Genetic Alliance and the organizers of Free the Data have assured that patient privacy is not a point of concern in this initiative. Genetic data stored in ClinVar is de-identified. Through a privacy and permissions infrastructure, called "Registries for All," those who decide to participate through Free the Data can control who can access their information.

The privacy protections in Free the Data "enable individuals to submit their data and control exactly how each component of their data is viewed and used down to a very granular level," Hirsch said. "We will utilize each individual's privacy and permissions settings as captured in 'Registries for All' to define with whom each individual's data can be shared," for example, if the person wants to share their data "with Genetic Alliance only, with academic researchers but not companies, or with everyone."

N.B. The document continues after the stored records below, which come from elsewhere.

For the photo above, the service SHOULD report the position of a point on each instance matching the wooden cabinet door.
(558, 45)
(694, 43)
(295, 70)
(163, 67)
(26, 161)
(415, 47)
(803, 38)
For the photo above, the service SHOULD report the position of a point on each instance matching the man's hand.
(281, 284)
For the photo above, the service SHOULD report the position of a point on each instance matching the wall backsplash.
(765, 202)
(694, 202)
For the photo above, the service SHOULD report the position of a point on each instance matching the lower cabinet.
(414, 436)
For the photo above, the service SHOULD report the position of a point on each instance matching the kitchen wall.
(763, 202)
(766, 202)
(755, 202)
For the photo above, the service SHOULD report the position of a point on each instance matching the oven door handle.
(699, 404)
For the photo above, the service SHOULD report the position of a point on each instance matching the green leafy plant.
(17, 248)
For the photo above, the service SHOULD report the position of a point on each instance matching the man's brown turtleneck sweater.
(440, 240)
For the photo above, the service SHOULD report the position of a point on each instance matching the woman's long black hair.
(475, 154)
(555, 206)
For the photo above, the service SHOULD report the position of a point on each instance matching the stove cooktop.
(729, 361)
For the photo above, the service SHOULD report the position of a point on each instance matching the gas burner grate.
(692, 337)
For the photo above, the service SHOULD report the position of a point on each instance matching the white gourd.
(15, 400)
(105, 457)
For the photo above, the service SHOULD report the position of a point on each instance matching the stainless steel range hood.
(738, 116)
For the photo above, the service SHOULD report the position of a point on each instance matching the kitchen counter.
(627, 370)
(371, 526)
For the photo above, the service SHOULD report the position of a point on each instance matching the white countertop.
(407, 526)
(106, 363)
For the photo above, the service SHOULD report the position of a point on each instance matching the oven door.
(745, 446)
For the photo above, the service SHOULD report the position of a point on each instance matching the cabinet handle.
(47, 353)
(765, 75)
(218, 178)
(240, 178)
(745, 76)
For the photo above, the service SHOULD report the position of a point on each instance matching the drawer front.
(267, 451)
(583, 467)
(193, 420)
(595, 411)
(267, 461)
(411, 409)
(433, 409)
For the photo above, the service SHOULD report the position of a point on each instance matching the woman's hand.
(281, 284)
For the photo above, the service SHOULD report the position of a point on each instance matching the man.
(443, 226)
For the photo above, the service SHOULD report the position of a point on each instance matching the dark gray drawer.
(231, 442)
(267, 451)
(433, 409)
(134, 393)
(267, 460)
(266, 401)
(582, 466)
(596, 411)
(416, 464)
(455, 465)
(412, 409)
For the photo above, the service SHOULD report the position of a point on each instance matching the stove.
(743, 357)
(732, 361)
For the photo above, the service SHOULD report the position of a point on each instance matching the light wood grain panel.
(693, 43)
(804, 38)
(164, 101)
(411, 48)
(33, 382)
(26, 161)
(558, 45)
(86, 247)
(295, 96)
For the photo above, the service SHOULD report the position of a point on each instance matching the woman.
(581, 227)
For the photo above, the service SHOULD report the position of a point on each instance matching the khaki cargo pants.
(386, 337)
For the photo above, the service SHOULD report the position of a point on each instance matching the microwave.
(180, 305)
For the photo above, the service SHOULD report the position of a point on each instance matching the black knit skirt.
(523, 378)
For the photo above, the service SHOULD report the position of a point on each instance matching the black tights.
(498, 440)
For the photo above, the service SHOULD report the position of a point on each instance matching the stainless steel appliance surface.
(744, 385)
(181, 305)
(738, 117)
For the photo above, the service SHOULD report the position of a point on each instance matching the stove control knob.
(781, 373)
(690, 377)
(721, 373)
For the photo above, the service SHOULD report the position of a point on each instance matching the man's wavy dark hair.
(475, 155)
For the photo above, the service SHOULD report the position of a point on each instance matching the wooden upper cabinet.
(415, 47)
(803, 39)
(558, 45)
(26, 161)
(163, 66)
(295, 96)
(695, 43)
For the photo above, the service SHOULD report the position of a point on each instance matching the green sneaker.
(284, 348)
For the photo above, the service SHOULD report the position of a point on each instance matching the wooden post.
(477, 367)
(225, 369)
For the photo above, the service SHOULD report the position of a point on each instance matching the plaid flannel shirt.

Myriad has expressed concern, however, that sharing data in public projects could result in a privacy risk. In a June 20 letter published in the New York Times, Myriad CEO Peter Meldrum wrote the following: "We believe that medical decisions based on the interpretation of genetic data are crucial to the well-being of patients, and we know of numerous examples in which the clinical use of unregulated public databases has jeopardized patient safety or privacy. Patients alone should ultimately have the right to decide whether their personal genetic data is deposited into public or government databases. At Myriad, our policies emphasize patient privacy and safety through our regulated laboratory process."

Several studies have found that data privacy is a challenge and re-identification is possible in public sequencing projects that analyzed the whole genomes or exomes of individuals. However, ClinVar will store only variant data, which according to experts, doesn't carry the same privacy risks as storing whole genome or exome data.

Through Free the Data "we will only be storing variant level information, similar to what is in ClinVar, not the underlying sequence or whole genome or exome information," Hirsch noted.